Speaking with reporters during a meeting in the Oval Office last Thursday, Trump called the opioid crisis a “national health emergency,” and called upon Americans to “liberate [their] communities from the scourge of drug addiction.”
“The Department of Justice will seek the death penalty against drug traffickers when it’s appropriate under current law,” said Andrew Bremberg, director of Trump’s Domestic Policy Council.
White House officials are also hoping to cut opioid prescriptions by one third by 2021.
In a memo sent out on March 20th from the Attorney General, Jeff Sessions, followed up on the president’s statements asking the federal prosecutors to pursue the death penalty in those drug trafficking cases which are “dealing with extremely large quantities of drugs”. The memo goes on to highlight the extreme issue going on with the opioid crisis right now in the United states stating:
“The opioid epidemic has inflicted an unprecedented toll of addiction, suffering and death on communities throughout our nation. Drug overdoses, including overdoses caused by the lethal substance fentanyl and its analogues, killed more than 64,000 Americans in 2016 and now rank as the leading cause of death for Americans under 50. In the face of all of this death, we cannot continue with business as usual.”

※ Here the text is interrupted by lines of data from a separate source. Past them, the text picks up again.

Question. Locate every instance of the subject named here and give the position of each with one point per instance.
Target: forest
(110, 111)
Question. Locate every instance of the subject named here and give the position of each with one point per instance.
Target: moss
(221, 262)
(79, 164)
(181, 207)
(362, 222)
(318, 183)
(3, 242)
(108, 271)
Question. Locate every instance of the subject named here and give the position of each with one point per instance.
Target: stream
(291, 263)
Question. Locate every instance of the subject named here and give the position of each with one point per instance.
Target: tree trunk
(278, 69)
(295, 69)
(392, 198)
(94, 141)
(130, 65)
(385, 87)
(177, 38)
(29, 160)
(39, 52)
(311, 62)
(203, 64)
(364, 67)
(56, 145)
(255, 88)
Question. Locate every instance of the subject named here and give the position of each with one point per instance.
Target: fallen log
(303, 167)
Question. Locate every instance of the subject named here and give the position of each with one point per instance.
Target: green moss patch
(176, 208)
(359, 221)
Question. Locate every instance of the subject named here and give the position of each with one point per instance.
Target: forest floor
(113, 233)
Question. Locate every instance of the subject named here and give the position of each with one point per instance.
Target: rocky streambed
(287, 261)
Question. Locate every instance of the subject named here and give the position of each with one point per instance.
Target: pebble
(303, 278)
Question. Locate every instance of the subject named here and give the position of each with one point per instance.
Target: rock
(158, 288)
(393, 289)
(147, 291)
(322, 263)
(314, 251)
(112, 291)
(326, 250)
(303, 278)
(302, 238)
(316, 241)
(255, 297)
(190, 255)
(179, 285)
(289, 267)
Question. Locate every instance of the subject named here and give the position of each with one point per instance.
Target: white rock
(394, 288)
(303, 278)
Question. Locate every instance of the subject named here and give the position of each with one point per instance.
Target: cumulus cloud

It is possible for the federal prosecutors to do this under a law that was signed under President Bill Clinton in 1994 when the country was undergoing a crime increase due in part to crack cocaine proliferation.
However some do not think this is headed in the right direction. Mark Kleiman, a drug and policy expert at the Marron Institute at New York University has stated;
“We did the experiment. In 1980, we had about 15,000 people behind bars for drug dealing. And now we have about 450,000 people behind bars for drug dealing. And the prices of all major drugs are down dramatically. So, if the question is do longer sentences lead to a higher drug price and therefore less drug consumption, the answer is no.”
In Canada, as well, the drug policy experts seem to lean towards less punitive policies and more responsible opioid prescribing, more treatment, more harm reduction and better systems to deal with mental health issues within the communities as the answer to solving the opioid crisis. It can be very difficult to differentiate between who is a trafficker or drug dealer and who is a user. In a 2017 Bureau of Justice statistics report it was found that “nearly a third of drug offenders (30 percent of state prisoners and 29 percent of jail inmates) said they committed the offence to get drugs or money for drugs”.